Aujourd’hui, avec Bertrand, puis rejoins par Samuel et Axel, nous nous sommes concentrés sur la communication Gumstix/STM32. Nous avons enfin réussi à connecter comme nous le voulions les deux cartes.

Nous avons d’abord dû activer le GPIO 10, le pin correspondant n’étant pas configuré par défaut en tant que GPIO. Nous avons donc choisi de le configurer à chaque démarrage par l’intermédiaire d’un script shell, exécuté automatiquement, réalisant l’accès en mémoire nécessaire à la configuration, à l’aide de l’utilitaire memdev2.

Après avoir débugué notre carte à l’oscilloscope, et résolu un problème de soudure, nous avons donc enfin pu communiquer entre nos deux cartes. Les premiers essais ne furent malheureusement pas très fructueux : alors que les échanges de paquets se faisaient sans soucis entre PC et carte de TP STM32, avec le même protocole, nous avons à présent plus de 10% de perte de paquets (parfois 25%), et surtout, de longs moments (se décomptant en secondes) qui s’écoulent avec presqu’aucun paquet de valide. Les cartes sont donc inutilisables dans ces conditions.

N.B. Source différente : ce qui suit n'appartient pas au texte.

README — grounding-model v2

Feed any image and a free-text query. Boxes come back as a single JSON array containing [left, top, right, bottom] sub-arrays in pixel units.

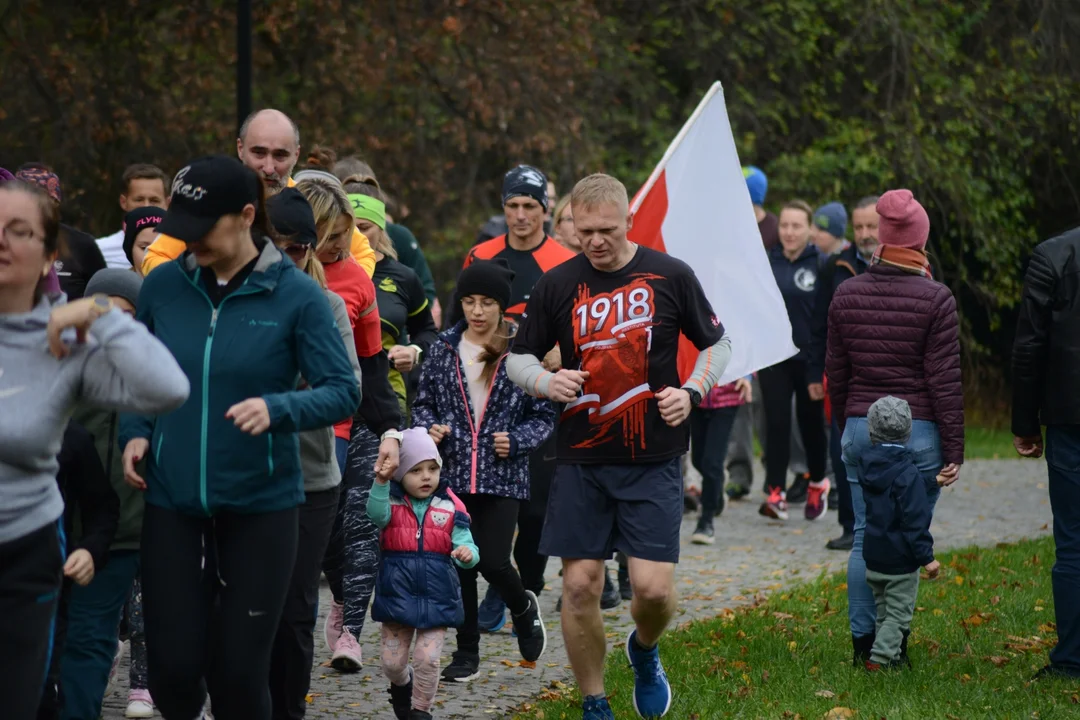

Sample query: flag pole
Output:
[[630, 80, 724, 215]]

Après analyse des données échangées, il semblerait que de nombreux octets ne sont pas reçus par la Gumstix, ceux-ci se perdant, à un niveau qu’il nous reste encore à déterminer. Exemple : sur des paquets qui devraient être de 21 octets, nous avons parfois observé plus de la moitié des octets perdus. Et ce, malgré le fait que nous avons redescendu la vitesse de l’UART à 115200 bps.

Les différentes pistes que nous avons à explorer demain, pour essayer de résoudre ce problème, sont les suivantes:

- Alexis nous a suggéré d’essayer de modifier le préscalaire de l’horloge concernée. Les quartzs n’étant pas forcément très fiables, il se peut que le souci vienne d’une vitesse de communication approximative, qu’on pourrait essayer de compenser de cette manière.
- Axel m’a suggéré de modifier légèrement le protocole. En effet, si on perd un octet, on perd au minimum deux paquets. Je rappelle le protocole :
On envoie un octet de start : 0xfe. Puis un octet identifiant le paquet : 0x4b. Ensuite on lit le nombre d’octets correspondant. Si on perd un octet, on va déborder sur le paquet suivant dans la lecture, et on ne le lira donc pas non plus. La solution proposée par Axel serait d’enregistrer la position de tout octet 0xfe croisé dans le contenu d’un paquet, et si le paquet est invalide, revenir à cette position pour « récupérer » ce paquet. Toutefois cela ne résoudra pas le problème, il s’agit juste de perdre moins de données à cause du protocole.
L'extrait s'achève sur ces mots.